At around 15:40 UTC, our experts witnessed a peak of routing changes from Facebook and this was where the problem actually arrived. Routes were withdrawn, Facebook’s DNS servers went offline, and one minute after the problem occurred, Cloudflare engineers were in a room wondering why 184.108.40.206 couldn’t resolve facebook.com and worrying that it was somehow a fault with our systems.
Its Impact on DNS
As an impact of this, the DNS resolvers all over the world stopped resolving their domain names. It’s simply because DNS, like many other systems on the Internet, also has its routing mechanism. When someone types the https://facebook.com URL in the browser, the DNS resolver, responsible for translating domain names into actual IP addresses to connect to, first checks if it has something in its cache and uses it. If not, it tries to grab the answer from the domain nameservers, typically hosted by the entity that owns it.

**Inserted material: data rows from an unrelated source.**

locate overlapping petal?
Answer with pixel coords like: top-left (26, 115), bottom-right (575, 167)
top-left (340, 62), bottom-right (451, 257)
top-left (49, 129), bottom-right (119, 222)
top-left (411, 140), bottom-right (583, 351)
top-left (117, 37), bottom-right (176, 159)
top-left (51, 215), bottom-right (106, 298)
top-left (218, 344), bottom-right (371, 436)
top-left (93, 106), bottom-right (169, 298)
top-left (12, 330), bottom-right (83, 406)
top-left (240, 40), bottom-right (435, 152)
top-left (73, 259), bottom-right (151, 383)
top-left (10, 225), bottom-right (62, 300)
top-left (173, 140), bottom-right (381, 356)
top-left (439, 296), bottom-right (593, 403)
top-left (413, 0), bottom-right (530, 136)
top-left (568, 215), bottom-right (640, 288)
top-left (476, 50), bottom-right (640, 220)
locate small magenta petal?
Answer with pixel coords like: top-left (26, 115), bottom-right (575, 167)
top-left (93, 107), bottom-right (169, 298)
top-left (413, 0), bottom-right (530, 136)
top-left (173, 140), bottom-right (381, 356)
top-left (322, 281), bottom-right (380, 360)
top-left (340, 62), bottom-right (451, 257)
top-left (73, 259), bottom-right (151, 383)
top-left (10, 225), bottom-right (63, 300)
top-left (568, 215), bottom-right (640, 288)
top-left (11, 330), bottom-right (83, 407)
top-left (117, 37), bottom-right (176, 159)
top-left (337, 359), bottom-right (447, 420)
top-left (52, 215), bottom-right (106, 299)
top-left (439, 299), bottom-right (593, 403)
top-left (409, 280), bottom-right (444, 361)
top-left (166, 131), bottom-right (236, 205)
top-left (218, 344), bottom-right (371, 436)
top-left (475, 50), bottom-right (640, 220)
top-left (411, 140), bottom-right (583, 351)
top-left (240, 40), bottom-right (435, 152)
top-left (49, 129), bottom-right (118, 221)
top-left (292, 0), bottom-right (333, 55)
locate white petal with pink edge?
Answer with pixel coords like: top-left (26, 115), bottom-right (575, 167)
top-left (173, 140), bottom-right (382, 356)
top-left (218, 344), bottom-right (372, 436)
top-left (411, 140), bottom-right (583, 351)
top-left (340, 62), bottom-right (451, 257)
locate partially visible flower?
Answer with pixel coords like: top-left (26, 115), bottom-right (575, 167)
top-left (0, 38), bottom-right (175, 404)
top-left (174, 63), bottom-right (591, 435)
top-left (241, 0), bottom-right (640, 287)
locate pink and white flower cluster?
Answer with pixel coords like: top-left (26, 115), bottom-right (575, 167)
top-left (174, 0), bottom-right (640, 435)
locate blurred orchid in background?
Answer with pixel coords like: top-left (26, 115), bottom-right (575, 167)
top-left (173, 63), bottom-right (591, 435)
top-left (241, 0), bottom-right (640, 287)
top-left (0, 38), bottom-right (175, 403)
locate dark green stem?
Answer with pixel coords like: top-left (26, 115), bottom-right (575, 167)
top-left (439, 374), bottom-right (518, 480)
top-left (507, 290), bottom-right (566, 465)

If the nameservers are unreachable and fail to respond due to any reason, a message of SERVERFAIL is returned and the browser shows an error report to the user.
What Happens When DNS Get Affected?
The moment Facebook’s DNS prefixes routes had stopped,our and everyone else’s DNS resolvers had no way to connect to their nameservers.Consequently, 220.127.116.11, 18.104.22.168, and other major public DNS resolvers started issuing (and caching) SERVFAIL responses.
But this was not the end, most of the aps won’t accept an error for an answer and start retrying aggressively also because end-users also won’t take an error for an answer and start reloading the pages, or killing and relaunching their apps.
Facebook has a huge database and due this, the DNS resolvers over the world started handling 30 times more queries than usual and this eventually resulted in `latency and time-out issues for various other platforms.
As 22.214.171.124 was built to be free, swift, and scalable, we were somehow able to keep servicing our users with minimal impact. The vast majority of our DNS requests kept resolving in under 10ms. At the same time, a minimal fraction of p95 and p99 percentiles saw increased response times, probably due to expired TTLs having to resort to the Facebook nameservers and timeout. The 10 seconds DNS timeout limit is well known amongst engineers.
Impact on Other Services
When Facebook became unreachable, we witnessed increased DNS queries to Twitter, Signal, and some other messaging and social media platforms also. Another side effect of this unreachability was seen on WARP traffic to and from Facebook’s affected ASN 32934. The traffic changes between that time duration compared with three hours before in each country.
The incident simply resembles the complexity and interdependency of millions of systems and protocols working together and the trust, standardization, and cooperation among entities are at the heart of making internet available for almost 5 billion active users worldwide.